Move Your Feet

December 6, 2008

football1

When I started playing Little League football all I wanted to be was the quarterback. My favorite professional team with the Dallas Cowboys and I wanted to be just like Roger Staubach. On one of our first days of practice we each got to go and pick out our number from a pile of jerseys. With dreams of playing like my hero I picked out #12.

Our first season together the coaches felt I made an excellent quarterback. I was bright and it was easy for me to memorize all the plays. We were only in the fourth grade and so we didn’t pass much. In fact, the only pass we had in our playbook was a halfback pass where I would pitch the ball to the halfback and he would pass the ball down the field.

Things worked out great. I knew exactly where every hole was in the line and exactly which back I was supposed to hand the ball to on which play.

The following year teams began to pass. It was at this time when the coaches found they had a small problem with their starting quarterback. I couldn’t throw a ball to save my life. It wasn’t long after this realization that I was moved from standing behind the center as quarterback to kneeling in a four-point stance in front of the center on the defensive line–still wearing #12.

I spent the remainder of my football career on either the defensive or offensive side of the line. During all the time I spent “in the trenches” there were a few basic principles that were drilled into my head from every coach I ever had. One of those principles was to never ever stop moving your feet. Regardless of what level of football a person might ever reach one principle will remain true. The last person moving their feet will win out.

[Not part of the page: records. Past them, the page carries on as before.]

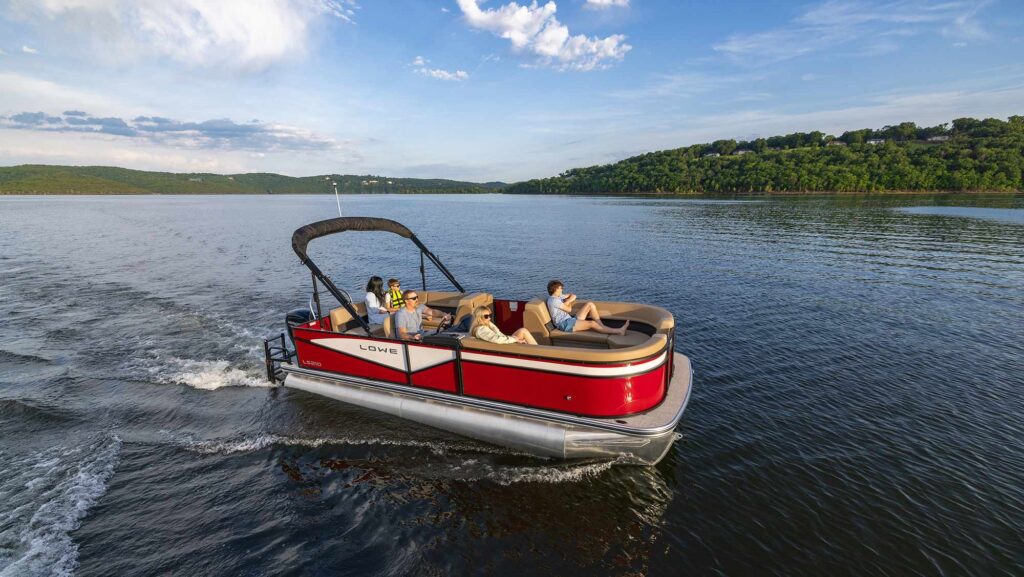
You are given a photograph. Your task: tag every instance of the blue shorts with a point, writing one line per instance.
(567, 325)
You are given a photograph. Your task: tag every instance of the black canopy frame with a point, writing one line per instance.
(301, 238)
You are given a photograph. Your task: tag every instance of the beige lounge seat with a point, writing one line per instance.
(538, 322)
(650, 345)
(340, 319)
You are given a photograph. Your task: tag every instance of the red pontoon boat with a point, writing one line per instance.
(579, 395)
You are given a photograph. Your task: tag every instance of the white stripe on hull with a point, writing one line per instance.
(566, 369)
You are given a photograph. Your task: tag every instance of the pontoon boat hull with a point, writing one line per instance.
(641, 439)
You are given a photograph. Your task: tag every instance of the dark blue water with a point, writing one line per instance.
(857, 409)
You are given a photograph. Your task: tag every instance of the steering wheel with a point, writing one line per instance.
(444, 324)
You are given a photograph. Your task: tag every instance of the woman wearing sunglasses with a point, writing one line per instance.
(483, 329)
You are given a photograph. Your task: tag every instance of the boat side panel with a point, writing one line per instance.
(325, 359)
(441, 377)
(605, 397)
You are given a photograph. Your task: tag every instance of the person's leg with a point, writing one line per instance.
(525, 335)
(589, 311)
(598, 326)
(593, 326)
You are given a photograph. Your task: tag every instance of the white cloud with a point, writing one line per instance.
(841, 22)
(535, 29)
(236, 34)
(420, 64)
(683, 85)
(439, 74)
(26, 92)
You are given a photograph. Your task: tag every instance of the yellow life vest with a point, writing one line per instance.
(396, 299)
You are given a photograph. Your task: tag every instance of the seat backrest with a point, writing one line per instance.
(538, 321)
(340, 317)
(469, 303)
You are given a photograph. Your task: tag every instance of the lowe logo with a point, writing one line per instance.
(381, 349)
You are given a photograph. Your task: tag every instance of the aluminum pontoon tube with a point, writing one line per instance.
(565, 438)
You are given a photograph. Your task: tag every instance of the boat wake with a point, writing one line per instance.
(206, 375)
(43, 497)
(260, 442)
(485, 463)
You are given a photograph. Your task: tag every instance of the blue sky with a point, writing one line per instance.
(478, 90)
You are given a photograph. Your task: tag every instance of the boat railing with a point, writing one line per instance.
(275, 352)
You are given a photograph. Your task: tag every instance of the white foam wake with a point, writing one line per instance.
(43, 497)
(207, 375)
(463, 469)
(260, 442)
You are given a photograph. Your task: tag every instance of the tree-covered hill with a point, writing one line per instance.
(965, 155)
(44, 179)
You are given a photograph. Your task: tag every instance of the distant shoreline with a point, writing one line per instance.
(625, 195)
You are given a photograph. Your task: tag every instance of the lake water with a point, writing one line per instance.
(857, 404)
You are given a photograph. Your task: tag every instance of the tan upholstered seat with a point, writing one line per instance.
(538, 321)
(340, 317)
(646, 348)
(469, 303)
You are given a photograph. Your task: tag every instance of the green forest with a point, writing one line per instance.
(966, 155)
(43, 179)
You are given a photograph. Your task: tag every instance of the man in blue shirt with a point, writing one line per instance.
(560, 308)
(409, 319)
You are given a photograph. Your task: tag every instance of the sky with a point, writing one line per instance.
(478, 89)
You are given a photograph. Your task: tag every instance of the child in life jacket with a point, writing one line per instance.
(394, 299)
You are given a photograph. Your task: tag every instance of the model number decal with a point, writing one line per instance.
(373, 348)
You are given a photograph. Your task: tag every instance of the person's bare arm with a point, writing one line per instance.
(432, 312)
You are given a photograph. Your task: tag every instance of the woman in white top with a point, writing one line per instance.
(377, 308)
(483, 329)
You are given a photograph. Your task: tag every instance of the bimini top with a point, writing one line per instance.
(302, 236)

Nearly every day of practice is filled with some sort of drill to remind you to keep moving or “chopping” your feet. When I hit the dummies my coach would yell at me to move my feet. When I hit my teammates my coach would yell at me to move my feet. When I was running in place my coach would yell at me to move my feet. He wanted to make sure I knew the importance of moving my feet.

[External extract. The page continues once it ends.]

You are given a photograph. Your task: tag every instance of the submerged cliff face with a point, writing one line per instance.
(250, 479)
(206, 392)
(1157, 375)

Moving your feet allows you to be prepared to “tackle” any problem you might on the field. Just like football, when we keep moving forward we stay prepared to take on the problems that face us everyday.

As I travel through my life and tell my story I often have people come up and ask me how I’ve made it through such difficulty in my life and if I have any tips for them. When they do I often think back to the words of my football coach, “Move Your Feet.”

If there is one secret or one key that I feel has helped me to succeed through some difficulty it is the idea of continually moving forward. When we “Move Our Feet” we leave little time to wallow in self-pity or become stagnant in self-doubt. Moving our feet keeps us going forward achieving new things and accomplishing new goals. I would ascribe the majority of the success I’ve had in my life to simply moving forward by “Moving My Feet.”

I have never found any benefit in my life in looking back and wishing things were different. It’s not that I don’t sometimes wish that my circumstance was different, it’s that I have never found any real benefit in spending time concentrating on that wish–for wishing won’t make it so.

I have however, found great benefit in moving forward and trying new things. Doing brings an incredible power that wishing never will. Doing keeps us moving while wishing keeps us still.

So when you’re hit with emotional difficulties, “Move Your Feet.” When you’re hit with physical difficulties, “Move Your Feet.” And if life is good and there’s little difficulty at all, “Move Your Feet.”